Cronaca
Figura importante per la città

Addio a Eugenia Belloni: il ricordo dell'Amministrazione di Parabiago

L'Amministrazione di Parabiago ricorda con affetto e riconoscenza Eugenia Belloni, venuta a mancare venerdì 7 gennaio 2022.

Addio a Eugenia Belloni: il ricordo dell'Amministrazione di Parabiago
Cronaca Legnano e Altomilanese, 10 Gennaio 2022 ore 17:38

L'Amministrazione comunale di Parabiago ricorda Eugenia Belloni in Manca, venuta a mancare venerdì 7 gennaio 2022.

Addio a Eugenia Belloni: chi era

Nella giornata di venerdì 7 gennaio, è venuta a mancare all’affetto della Città, Eugenia Belloni in Manca, nata a Parabiago nel 1933 e donna di una forza invidiabile, oltre a una generosità incomparabile. Assieme al marito scomparso solo lo scorso anno, ha condiviso il dolore della morte prematura della figlia Raffaella, una prova che la vita le ha messo davanti, ma che non ha permesso di frenare il desiderio di mettersi al servizio degli altri e della Comunità.

L'impegno nel Comitato Collaboratrici dell'ospedale di Legnano

Eugenia Belloni, infatti, non si è piegata sotto il peso del dolore per la perdita dell’unica figlia, morta di tumore a 14 anni, ma ha saputo convertirlo e trasformarlo in una risorsa per il prossimo, in particolare per le persone fragili e sofferenti, con uno sguardo particolare e amorevole ai bambini in stato di fragilità. La si ricorda volontaria del Comitato di Collaboratrici volontarie presso l'ospedale di Legnano, di cui successivamente è diventata Presidente per 28 anni. Durante il suo mandato è stata un punto di riferimento per tutti i reparti, soprattutto quello di pediatria e di rianimazione grazie a donazioni di attrezzature e ausili all’avanguardia. Promotrice presso il Pronto Soccorso dell’iniziativa "il sole nel cuore e del progetto - la mia amica Pediatria", in favore dei piccoli pazienti.

La Casa di Raffaella

Molto del patrimonio immobiliare dei "Belloni Manca" è stato donato al Comune con lo scopo ben preciso di creare "Casa Raffaella" per chi vive in stato di fragilità, prioritariamente bambini: una struttura di assistenza e soccorso che ricorderà per sempre la 'sua Raffaella' e che l'Amministrazione Comunale si impegna a rendere realtà, dando vita al suo sogno.

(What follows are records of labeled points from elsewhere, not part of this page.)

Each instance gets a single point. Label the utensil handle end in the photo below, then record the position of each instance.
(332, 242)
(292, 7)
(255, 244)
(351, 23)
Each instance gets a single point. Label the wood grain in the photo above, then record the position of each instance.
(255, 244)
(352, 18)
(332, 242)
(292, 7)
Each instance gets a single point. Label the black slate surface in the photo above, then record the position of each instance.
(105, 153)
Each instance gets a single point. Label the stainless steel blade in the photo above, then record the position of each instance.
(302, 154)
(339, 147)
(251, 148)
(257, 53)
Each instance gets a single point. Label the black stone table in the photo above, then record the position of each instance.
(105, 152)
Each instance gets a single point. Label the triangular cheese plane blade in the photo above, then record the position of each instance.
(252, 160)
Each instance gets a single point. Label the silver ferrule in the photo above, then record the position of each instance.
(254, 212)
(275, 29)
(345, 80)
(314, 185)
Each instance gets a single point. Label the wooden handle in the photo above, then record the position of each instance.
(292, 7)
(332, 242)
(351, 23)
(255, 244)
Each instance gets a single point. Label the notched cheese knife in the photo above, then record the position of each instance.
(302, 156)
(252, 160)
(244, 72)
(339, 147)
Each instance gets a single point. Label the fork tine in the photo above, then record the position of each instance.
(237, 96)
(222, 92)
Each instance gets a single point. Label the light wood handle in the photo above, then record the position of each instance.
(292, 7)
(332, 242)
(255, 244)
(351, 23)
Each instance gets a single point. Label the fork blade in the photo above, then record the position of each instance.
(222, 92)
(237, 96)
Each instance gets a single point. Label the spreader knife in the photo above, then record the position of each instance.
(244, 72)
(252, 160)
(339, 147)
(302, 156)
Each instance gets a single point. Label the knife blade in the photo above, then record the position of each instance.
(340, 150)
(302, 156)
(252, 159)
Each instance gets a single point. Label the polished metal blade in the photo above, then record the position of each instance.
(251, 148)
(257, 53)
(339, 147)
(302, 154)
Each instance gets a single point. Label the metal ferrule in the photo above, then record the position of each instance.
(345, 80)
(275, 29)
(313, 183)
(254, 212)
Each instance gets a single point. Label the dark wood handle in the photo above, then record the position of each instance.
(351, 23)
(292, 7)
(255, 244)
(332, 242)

La benemerenza civica nel 2010

Già nel 2010 l’Amministrazione comunale ha riconosciuto questa generosità e valore umano conferendo a lei e al marito la Benemerenza Civica con la seguente motivazione:

“Persone di onestà cristallina e di incomparabile generosità, che hanno fatto della rettitudine e dell’impegno civico uno stile e una ragione di vita, dimostrata attraverso la cospicua donazione alla comunità cittadina del loro vasto patrimonio immobiliare in memoria della figlia Raffaella, sottratta in giovane età alla vita e all’affetto dei suoi cari, finalizzata a dare un tetto e adeguata assistenza a minori in difficoltà. Muniti delle preziose virtù che il Signore ha voluto generosamente elargire loro, hanno servito la comunità con abnegazione nel mondo del lavoro e con la generosa e volontaria collaborazione in favore dei più deboli e degli ammalati in particolare, con dedizione e umiltà, segni distintivi di coloro che l’ammirazione umana elegge poi a modelli di vita".

"Una donna forte e caparbia che ricordiamo con affetto"

Ricorda oggi il sindaco Raffaele Cucchi:

"Non abbiamo mai mancato alcun compleanno e qualche chiacchierata sulla politica e sui fatti di cronaca. Una donna forte e caparbia che l’Amministrazione ricorda con affetto, assieme al marito Sandro per la loro generosità e attenzione alla nostra Comunità. Figure di riferimento che ci lasciano un patrimonio importante e la cui attenzione non è mai mancata. Mi permetto un particolare ringraziamento ad Adriana Nebuloni, Presidente del Consiglio, per essersi sempre interessata in questi anni alla loro cura, soprattutto negli ultimi anni".